Fortunate it was that she was able to resume the helm at the Hospital in this eventful year of 1875, following Dr. Dimock’s untimely loss and the necessity which had arisen for Dr. Sewall’s taking a long vacation.

For eight months it must have seemed to her almost like a reversion to earlier days. But there was the incomparable difference that Dr. Helen Morton now took entire charge of the Maternity, having developed at the Paris Maternité, according to Dr. Zakrzewska, “unusual skill and special fitness for difficult and surgical obstetric cases.” And later Dr. Elizabeth C. Keller[19] came from Philadelphia to serve as resident physician, she succeeding Dr. Buckel the following year as attending surgeon and occupying this latter position for many years.

Writing of this time to Dr. Sewall in Europe, Dr. Zakrzewska says:

I think we shall all like Dr. Keller. And it is a very good thing to have a fresh and new element come into Boston, as we tend to renew ourselves too much from and through ourselves.

In the autumn the return of Dr. Sewall and the arrival of Dr. Keller once more released Dr. Zakrzewska and permitted her to resume the wide relations which she held outside the Hospital. She was constantly called upon to express her views on the questions regarding women, questions which were more and more appealing to the increasing number of medical women as well as to the community at large. She responded to these calls both in speech and in writing.

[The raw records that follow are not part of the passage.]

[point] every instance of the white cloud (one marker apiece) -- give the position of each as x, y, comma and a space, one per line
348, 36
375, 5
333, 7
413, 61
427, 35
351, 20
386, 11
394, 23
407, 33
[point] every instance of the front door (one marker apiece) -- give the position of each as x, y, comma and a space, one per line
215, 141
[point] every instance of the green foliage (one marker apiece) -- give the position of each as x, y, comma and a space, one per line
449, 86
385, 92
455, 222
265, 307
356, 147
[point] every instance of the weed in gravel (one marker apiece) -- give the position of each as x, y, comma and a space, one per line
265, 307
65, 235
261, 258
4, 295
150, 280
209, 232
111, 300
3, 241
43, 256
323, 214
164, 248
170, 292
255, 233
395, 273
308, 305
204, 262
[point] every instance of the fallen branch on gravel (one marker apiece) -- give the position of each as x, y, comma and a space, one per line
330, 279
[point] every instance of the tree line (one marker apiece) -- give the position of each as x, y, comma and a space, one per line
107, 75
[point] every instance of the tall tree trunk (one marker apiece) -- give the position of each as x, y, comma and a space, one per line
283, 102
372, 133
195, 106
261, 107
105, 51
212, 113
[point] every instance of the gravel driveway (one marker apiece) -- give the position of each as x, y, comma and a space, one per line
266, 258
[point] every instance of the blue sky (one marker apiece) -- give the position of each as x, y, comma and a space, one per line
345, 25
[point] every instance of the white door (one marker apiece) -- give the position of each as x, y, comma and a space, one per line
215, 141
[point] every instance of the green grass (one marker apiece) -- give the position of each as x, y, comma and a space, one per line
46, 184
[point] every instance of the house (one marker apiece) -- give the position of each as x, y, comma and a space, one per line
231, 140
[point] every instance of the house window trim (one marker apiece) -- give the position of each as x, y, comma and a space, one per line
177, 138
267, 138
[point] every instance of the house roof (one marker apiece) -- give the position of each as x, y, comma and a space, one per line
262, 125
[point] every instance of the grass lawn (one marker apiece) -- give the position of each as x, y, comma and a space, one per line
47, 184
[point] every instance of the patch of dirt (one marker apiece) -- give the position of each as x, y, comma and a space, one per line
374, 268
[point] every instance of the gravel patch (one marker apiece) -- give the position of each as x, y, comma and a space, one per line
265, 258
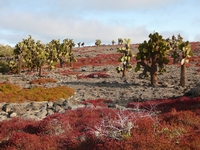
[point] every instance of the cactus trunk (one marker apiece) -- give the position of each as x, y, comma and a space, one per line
40, 71
124, 71
61, 63
183, 77
154, 80
20, 64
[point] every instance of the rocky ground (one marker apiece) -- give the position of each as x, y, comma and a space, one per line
120, 91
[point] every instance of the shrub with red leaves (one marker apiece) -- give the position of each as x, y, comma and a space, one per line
94, 75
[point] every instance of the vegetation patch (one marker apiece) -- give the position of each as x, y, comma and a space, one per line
43, 81
104, 128
12, 93
94, 75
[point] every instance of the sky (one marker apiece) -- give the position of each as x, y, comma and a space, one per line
89, 20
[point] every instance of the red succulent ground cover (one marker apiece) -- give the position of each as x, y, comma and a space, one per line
94, 75
175, 129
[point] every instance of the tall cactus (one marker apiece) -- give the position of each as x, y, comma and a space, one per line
41, 56
72, 58
152, 55
181, 52
52, 49
120, 41
125, 58
18, 52
98, 42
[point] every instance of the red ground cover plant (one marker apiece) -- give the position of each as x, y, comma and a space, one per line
97, 102
94, 75
165, 105
68, 72
104, 128
43, 81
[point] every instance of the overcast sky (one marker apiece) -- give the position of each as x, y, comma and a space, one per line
88, 20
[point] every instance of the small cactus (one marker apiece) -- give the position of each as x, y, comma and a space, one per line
125, 58
152, 55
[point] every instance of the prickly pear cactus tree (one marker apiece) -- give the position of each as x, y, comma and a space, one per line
72, 57
152, 55
63, 52
29, 55
98, 42
113, 42
51, 50
125, 58
16, 64
40, 56
181, 52
174, 42
120, 41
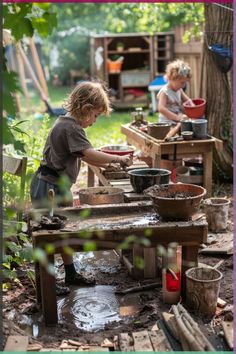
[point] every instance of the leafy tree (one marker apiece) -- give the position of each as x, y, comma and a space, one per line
218, 87
77, 22
22, 20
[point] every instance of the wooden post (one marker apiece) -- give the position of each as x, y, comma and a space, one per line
30, 70
38, 66
22, 74
16, 95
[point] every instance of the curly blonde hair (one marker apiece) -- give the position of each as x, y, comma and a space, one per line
89, 93
178, 69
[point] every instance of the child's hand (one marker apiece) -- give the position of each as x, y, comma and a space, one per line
126, 161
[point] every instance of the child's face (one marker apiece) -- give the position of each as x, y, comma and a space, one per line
90, 119
177, 84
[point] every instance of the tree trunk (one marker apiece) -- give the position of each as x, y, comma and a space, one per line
217, 88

Realizing how much the interior arrangements of the new buildings were due to the advice and planning of the medical women, it was a great satisfaction to her that in the following year (1876) at the Centennial International Exhibition held in Philadelphia, the plans and elevations of the new buildings of the Hospital, together with photographic interior views of the wards, etc., were exhibited in the names of the architects, Messrs. Cummings and Sears, and received an award for “well-studied design securing economy of service, good distribution of various parts for ventilation and cheerful accommodation.”

Also that at the Centennial, a history and description of the Hospital was displayed in the Massachusetts Exhibit in the Department of Education and Science, and in the Woman’s Department.

In 1877 Mrs. Cheney writes to her from Europe:

All that I have seen and heard of the work of medical education for women in Europe has deepened my sense of the importance of our Hospital work. It is known in every circle that I have entered where there is any interest in woman’s progress, and in England and Scotland and Germany they look to us for encouragement and help.